In an era when advertisers and advertising agencies played major roles in program creation and sponsorship, the show began as a syndicated 15-minute radio show created, written and produced by agency owner Cesana on Los Angeles station KHJ in February 1951. It directly followed The Lonesome Gal, a nationally syndicated radio show in which host Jean King played records and spoke in a soothing monologue to male listeners. The Continental failed to attract an audience and was soon cancelled. Cesana convinced television station KNBH to air a video version, which went on the air twice weekly beginning in June 1951. The show was picked up briefly by the CBS network, where it debuted on January 22, 1952, and ended on April 17, 1952.

Cesana was back as the Continental on New York radio station WMGM in 1953. A package of 13 new quarter-hour television episodes of The Continental was syndicated in 1954.

== Production ==
The CBS version was shown on Tuesdays and Thursdays at 11:15 p.m., Eastern Time. The ABC version was on Tuesdays and Fridays from 11 to 11:15 p.m.
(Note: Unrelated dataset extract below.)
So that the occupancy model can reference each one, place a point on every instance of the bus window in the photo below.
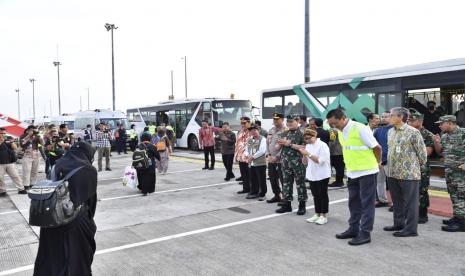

E.T.

==Pop culture references==
Despite the fact that the show was short-lived, The Continental has been satirized and referenced in the years following its cancellation:
- Issue #14 of Mad featured a parody, "The Countynental", by Harvey Kurtzman and Jack Davis.
- The 1954 Pepé Le Pew cartoon "The Cat's Bah" begins similarly to The Continental format, with a female interviewer who is not shown but whose presence is implied.
- Comedian Red Skelton performed a parody titled "The Transcontinental"
- Comedian Jerry Lewis mocked The Continental while also doing an impersonation of Marlon Brando on The Colgate Comedy Hour.
- The 1956 Popeye cartoon "Parlez Vous Woo" has Bluto pretending to be "The International", the suave television personality whom Olive Oyl prefers to stay home to watch rather than go out on a date with Popeye.
- The best-known reference is the recurring Saturday Night Live satire with actor/frequent host Christopher Walken as the title character in The Continental, a sketch series remarkably similar to the Mad version.
- Yahoo! Sports soccer blog Dirty Tackle has a recurring series in which Bulgarian player Dimitar Berbatov is... The Continental.
- The opening of the Season 8 episode "Mr Monk and the Critic" of Monk appears to pay homage to this format.
- On the comedy/variety program The Uncle Floyd Show, host Floyd Vivino frequently performed a parody skit as "Ricardo Romantico".
- Talia Shire lights up a cigarette along with an episode of "The Continental" in the film Old Boyfriends.

==Recordings==
Cesana obtained a recording contract with Capitol Records during the run of The Continental, although he confessed to Time magazine, "I'm the only Italian living who can't sing." Recordings by Renzo Cesana, in which he recites song lyrics to musical accompaniment, appear as unnamed tracks at the end of several CDs in the Capitol Records Ultra-Lounge series, always unmentioned in the liner notes. Among them are "Violets for Your Furs" and "Walk the Lonesome Night."